Fifth Script: First Working Version

colomon on 2009-01-10T17:59:11

After a couple of weeks' layoff from this project, I got back to work at 4am last night. I never successfully interpolated a variable in a regex like originally wanted to. Luckily, I realized a simple string equality test was all that was needed. After that, everything went very quickly, the only complications being the modified pattern matching syntax.

This code doesn't strike me as wildly Perl6ish, but I suspect this is how I might do day-to-day programming in Perl 6 -- sort of a sturdy traditional Perl 5 structure with little dabs of convenient new stuff. This may be the first time I've ever really used grep -- I was never fully comfortable with the Perl 5 syntax for it for some reason -- and it makes me happy. This code isn't brilliant, but I like it.

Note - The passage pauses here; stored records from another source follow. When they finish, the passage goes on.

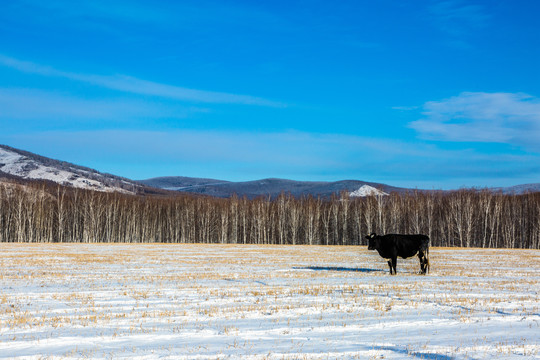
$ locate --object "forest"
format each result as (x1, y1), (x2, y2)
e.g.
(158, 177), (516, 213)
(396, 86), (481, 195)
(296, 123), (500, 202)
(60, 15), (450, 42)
(0, 183), (540, 249)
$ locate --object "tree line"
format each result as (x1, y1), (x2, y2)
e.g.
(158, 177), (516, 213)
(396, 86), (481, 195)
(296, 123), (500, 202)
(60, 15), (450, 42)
(0, 183), (540, 249)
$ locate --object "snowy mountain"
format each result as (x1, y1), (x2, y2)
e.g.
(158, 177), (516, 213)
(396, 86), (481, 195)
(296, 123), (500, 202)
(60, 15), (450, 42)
(349, 185), (388, 197)
(139, 176), (408, 199)
(0, 145), (141, 194)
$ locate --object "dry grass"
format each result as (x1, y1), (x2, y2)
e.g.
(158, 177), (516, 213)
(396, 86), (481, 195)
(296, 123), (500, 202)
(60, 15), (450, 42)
(0, 244), (540, 358)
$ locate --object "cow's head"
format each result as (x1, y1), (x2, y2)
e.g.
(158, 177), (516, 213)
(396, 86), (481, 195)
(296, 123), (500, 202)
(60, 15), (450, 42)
(366, 233), (379, 250)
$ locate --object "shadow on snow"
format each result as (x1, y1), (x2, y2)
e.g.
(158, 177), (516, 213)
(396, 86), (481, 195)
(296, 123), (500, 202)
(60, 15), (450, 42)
(373, 346), (455, 360)
(293, 266), (385, 272)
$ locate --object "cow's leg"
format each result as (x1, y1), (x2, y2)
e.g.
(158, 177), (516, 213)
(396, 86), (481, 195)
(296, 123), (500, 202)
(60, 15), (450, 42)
(418, 250), (429, 275)
(418, 250), (426, 274)
(388, 257), (397, 275)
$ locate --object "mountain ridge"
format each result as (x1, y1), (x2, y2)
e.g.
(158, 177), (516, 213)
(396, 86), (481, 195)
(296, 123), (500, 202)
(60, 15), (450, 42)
(0, 144), (540, 198)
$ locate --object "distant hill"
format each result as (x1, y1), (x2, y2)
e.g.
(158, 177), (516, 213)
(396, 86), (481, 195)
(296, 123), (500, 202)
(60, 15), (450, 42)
(0, 145), (154, 194)
(139, 177), (408, 198)
(0, 145), (540, 198)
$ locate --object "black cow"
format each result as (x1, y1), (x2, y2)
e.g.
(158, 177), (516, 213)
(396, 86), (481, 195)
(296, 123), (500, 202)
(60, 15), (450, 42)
(366, 233), (429, 275)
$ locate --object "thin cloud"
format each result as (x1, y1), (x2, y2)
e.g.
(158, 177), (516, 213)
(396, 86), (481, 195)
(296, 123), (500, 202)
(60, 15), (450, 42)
(0, 54), (285, 107)
(409, 92), (540, 151)
(428, 0), (491, 49)
(0, 88), (208, 124)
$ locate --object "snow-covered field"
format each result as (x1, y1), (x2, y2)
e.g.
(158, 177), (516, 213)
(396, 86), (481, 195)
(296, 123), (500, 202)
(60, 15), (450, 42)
(0, 244), (540, 360)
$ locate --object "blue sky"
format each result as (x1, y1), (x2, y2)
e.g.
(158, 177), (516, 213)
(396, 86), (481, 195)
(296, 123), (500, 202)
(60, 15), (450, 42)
(0, 0), (540, 189)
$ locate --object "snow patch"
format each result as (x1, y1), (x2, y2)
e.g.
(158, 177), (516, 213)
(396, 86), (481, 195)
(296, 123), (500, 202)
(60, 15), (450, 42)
(0, 147), (131, 193)
(349, 185), (388, 197)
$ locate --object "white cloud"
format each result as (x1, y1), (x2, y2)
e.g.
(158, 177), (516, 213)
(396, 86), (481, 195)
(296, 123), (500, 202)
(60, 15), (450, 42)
(0, 54), (285, 107)
(409, 92), (540, 151)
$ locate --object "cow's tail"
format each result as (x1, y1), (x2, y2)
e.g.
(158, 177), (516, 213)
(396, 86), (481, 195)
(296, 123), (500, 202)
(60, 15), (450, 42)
(422, 235), (429, 274)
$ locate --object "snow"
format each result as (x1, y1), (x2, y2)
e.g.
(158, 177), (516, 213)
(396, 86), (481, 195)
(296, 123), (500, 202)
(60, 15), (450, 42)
(0, 244), (540, 360)
(349, 185), (388, 197)
(0, 147), (129, 193)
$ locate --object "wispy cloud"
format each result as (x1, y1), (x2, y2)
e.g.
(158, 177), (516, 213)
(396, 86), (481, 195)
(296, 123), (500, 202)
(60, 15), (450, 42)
(0, 54), (285, 107)
(409, 92), (540, 151)
(428, 0), (491, 47)
(0, 88), (208, 124)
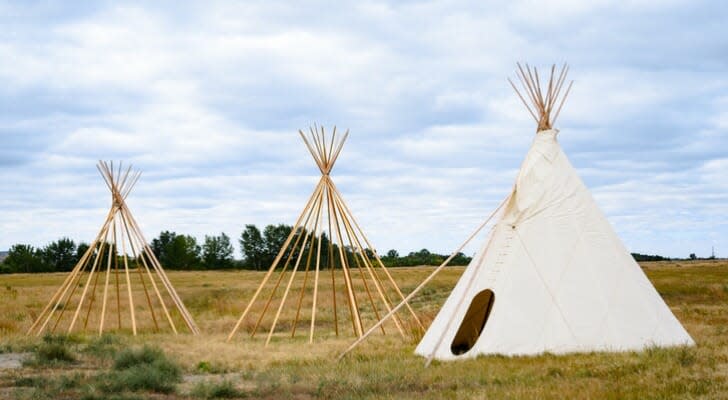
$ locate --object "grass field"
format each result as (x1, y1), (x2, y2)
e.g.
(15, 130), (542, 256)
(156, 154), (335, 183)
(0, 261), (728, 399)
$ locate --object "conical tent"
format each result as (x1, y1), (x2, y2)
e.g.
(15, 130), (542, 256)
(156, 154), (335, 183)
(28, 161), (199, 335)
(228, 126), (424, 345)
(347, 65), (694, 362)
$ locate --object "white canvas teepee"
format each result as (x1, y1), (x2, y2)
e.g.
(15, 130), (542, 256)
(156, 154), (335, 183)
(347, 65), (694, 362)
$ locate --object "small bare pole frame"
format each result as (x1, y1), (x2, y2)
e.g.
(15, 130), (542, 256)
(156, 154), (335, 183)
(28, 161), (199, 335)
(228, 125), (421, 346)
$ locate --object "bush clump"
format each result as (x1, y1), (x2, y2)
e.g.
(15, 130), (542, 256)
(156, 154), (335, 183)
(26, 335), (76, 366)
(99, 346), (182, 393)
(191, 380), (243, 399)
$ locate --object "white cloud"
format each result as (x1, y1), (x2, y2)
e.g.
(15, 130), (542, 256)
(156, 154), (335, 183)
(0, 0), (728, 256)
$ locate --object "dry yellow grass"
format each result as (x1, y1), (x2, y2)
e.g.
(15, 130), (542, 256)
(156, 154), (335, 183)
(0, 261), (728, 399)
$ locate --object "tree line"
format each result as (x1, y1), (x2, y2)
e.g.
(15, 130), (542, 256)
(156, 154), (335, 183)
(0, 224), (471, 273)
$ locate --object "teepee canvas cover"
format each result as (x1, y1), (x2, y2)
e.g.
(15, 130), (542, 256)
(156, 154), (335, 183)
(416, 67), (693, 360)
(341, 65), (694, 363)
(28, 161), (200, 335)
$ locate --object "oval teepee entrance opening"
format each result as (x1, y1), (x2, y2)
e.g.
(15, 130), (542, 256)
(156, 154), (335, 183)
(450, 289), (495, 356)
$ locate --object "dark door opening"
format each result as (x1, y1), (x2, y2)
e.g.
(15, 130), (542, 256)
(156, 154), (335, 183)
(450, 289), (495, 356)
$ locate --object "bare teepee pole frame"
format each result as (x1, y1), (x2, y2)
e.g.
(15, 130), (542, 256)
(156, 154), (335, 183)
(28, 161), (200, 335)
(228, 125), (424, 345)
(338, 63), (574, 365)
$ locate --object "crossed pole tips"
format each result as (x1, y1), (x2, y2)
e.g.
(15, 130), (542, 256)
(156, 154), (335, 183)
(28, 161), (200, 336)
(228, 125), (424, 346)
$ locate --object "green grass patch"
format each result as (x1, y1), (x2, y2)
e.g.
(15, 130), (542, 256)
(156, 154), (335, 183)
(97, 346), (182, 394)
(191, 379), (244, 399)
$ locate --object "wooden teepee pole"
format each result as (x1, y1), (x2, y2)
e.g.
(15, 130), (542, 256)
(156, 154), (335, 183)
(265, 186), (321, 346)
(338, 196), (511, 360)
(227, 180), (321, 341)
(331, 182), (425, 331)
(335, 188), (405, 337)
(327, 180), (362, 336)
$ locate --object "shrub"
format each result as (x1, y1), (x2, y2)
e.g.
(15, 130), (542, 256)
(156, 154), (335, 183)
(98, 346), (182, 393)
(192, 380), (243, 399)
(26, 335), (76, 366)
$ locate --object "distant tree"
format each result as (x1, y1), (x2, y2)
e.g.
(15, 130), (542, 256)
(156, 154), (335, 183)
(3, 244), (48, 272)
(202, 232), (234, 269)
(38, 238), (77, 272)
(450, 252), (473, 266)
(151, 231), (201, 269)
(165, 235), (201, 269)
(151, 231), (177, 264)
(74, 242), (91, 264)
(239, 225), (266, 270)
(262, 224), (293, 265)
(632, 253), (669, 261)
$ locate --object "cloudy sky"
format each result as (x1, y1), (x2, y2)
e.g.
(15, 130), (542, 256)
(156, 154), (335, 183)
(0, 0), (728, 257)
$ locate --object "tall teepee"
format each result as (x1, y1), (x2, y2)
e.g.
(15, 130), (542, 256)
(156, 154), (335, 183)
(28, 161), (199, 335)
(228, 127), (424, 345)
(347, 65), (694, 362)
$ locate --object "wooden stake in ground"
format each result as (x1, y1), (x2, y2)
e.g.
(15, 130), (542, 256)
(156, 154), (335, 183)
(28, 161), (200, 336)
(228, 126), (424, 345)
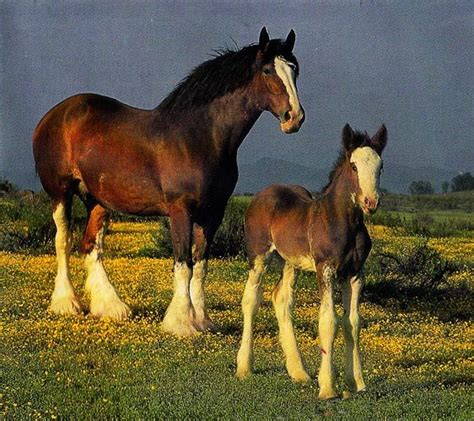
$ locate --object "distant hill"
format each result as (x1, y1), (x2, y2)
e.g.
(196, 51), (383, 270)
(235, 158), (457, 193)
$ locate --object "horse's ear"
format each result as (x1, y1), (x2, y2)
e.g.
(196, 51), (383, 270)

my $wordfile = "wordlist.txt";

my @words = do { my $words = open($wordfile) // die "Unable to open $wordfile: $!\n"; =$words; };

for (@*ARGS) -> $password { say; say $password; my $score = 13; my %dictionary_checks; %dictionary_checks{$password.subst(/0/, "o").lc} = "Password is word with ohs changed to zeroes."; %dictionary_checks{$password.subst(/1/, "l").lc} = "Password is word with ells changed to ones."; %dictionary_checks{$password.lc} = "Password is a word in the dictionary."; %dictionary_checks{$password.chop.lc} = "Password minus last character is a word in the dictionary."; %dictionary_checks{$password.substr(1).lc} = "Password minus first character is a word in the dictionary."; my @hits = grep { %dictionary_checks.exists($^a) }, @words; for @hits -> $trouble { $score--; say "{%dictionary_checks{$trouble}}"; } if ($password.elems < 10 || $password.elems > 20) { $score--; say "Password should be 10-20 characters."; } unless ($password ~~ /\d/) { $score--; say "Password should have a digit in it."; } unless ($password ~~ /<[A..Z]>/) { $score--; say "Password should have an uppercase letter in it."; } unless ($password ~~ /<[a..z]>/) { $score--; say "Password should have a lowercase letter in it."; } unless ($password ~~ /\W/) { $score--; say "Password should have a non-alphanumeric character in it."; } if ($password ~~ /<[A..Z]>**4/) { $score--; say "Password has four uppercase letters in a row."; } if ($password ~~ /<[a..z]>**4/) { $score--; say "Password has four lowercase letters in a row."; } my %letter_freq; for $password.split('') -> $x { %letter_freq{$x}++; } if (%letter_freq.values.max > 1) { $score--; say "Password has duplicate characters."; } say "Score: $score"; }


That last test (the %letter_freq one) compiled and worked on the first try, probably my biggest "Perl 6 just works" moment so far.

I'm a bit uncomfortable with all the repetition in there. I can imagine making the code more elegant by wrapping up the tests as closures and mapping them to the messages, but it seems like that would make it more obscure. Possibly a well-written function (macro of some sort?) to wrap the notion of test, failure message, and dock points?